Questions over answers: Curiosity drives their actions. They ask four or five times more questions than give answers. First, they want to understand, then talk about potential solutions.
Argue intensively and commit: You may get shocked by observing value-driven teams exchanging. They are intense and get excited quite fast. They are never afraid of challenging each other because they want to use their time to create value faster. Yet, they argue and commit and then bond with each other to deliver meaningful solutions.
Learn from real customers: They do their best to continuously learn from their customers and uncover hidden opportunities. They do not assume to know it all. On the contrary, they have a beginner’s mindset and strive to gain evidence from experiments.
Final Thoughts
There’s no shortcut to mastering Scrum. You’ve got to be willing to go on a transformational journey.
It will take a while until teams become value-driven units, and the journey will be a mixture of excitement, learning, and painful failures. You will get hurt, create scars, thicken your skin, and sharpen your mindset. Give yourself time, and accept you won’t have all the answers, but knowing the questions are often more relevant.
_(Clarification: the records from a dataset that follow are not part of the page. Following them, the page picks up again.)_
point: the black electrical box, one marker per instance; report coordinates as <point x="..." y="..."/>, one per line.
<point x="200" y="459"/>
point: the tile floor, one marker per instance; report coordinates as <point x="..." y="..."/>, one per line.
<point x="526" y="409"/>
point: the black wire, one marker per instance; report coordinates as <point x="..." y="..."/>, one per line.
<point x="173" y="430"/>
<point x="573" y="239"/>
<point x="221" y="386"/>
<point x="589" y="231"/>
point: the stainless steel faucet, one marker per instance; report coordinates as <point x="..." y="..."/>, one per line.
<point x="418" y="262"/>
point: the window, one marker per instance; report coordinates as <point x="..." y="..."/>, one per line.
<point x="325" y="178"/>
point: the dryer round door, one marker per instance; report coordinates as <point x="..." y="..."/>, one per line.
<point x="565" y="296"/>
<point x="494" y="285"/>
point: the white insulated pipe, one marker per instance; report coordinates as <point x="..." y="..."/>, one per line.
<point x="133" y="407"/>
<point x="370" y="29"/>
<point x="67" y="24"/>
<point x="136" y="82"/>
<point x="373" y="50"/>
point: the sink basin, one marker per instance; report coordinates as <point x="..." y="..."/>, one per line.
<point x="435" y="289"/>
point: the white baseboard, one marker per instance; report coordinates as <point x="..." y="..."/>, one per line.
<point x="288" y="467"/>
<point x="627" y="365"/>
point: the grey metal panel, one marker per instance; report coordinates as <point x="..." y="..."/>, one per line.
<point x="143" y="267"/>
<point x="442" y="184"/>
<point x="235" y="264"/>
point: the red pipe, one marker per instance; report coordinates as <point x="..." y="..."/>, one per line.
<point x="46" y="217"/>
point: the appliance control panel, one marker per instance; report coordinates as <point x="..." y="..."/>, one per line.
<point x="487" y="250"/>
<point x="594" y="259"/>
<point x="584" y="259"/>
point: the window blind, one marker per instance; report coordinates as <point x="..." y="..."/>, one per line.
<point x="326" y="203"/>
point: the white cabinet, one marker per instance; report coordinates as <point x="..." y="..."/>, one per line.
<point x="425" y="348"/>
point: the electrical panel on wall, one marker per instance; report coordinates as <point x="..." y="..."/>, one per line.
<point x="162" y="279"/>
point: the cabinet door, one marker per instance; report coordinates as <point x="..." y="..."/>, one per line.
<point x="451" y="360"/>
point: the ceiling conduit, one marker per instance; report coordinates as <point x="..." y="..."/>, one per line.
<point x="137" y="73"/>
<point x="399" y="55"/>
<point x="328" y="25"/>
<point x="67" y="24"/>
Embrace the unknown, and keep moving forward.
Use the Japanese martial art concept in your favor. Shu-Ha-Ri, three steps to mastery:
Shu: Obey. Let the traditional wisdom drive you until you learn and understand it.
Ha: Detach. Detachment from traditional wisdom. Break commonly known rules and learn from experience.
Ri: Separate. It’s time to separate and create new rules. Based on what you learned, develop new ways and transcend.
“It’s not hard to make decisions when you know what your values are.”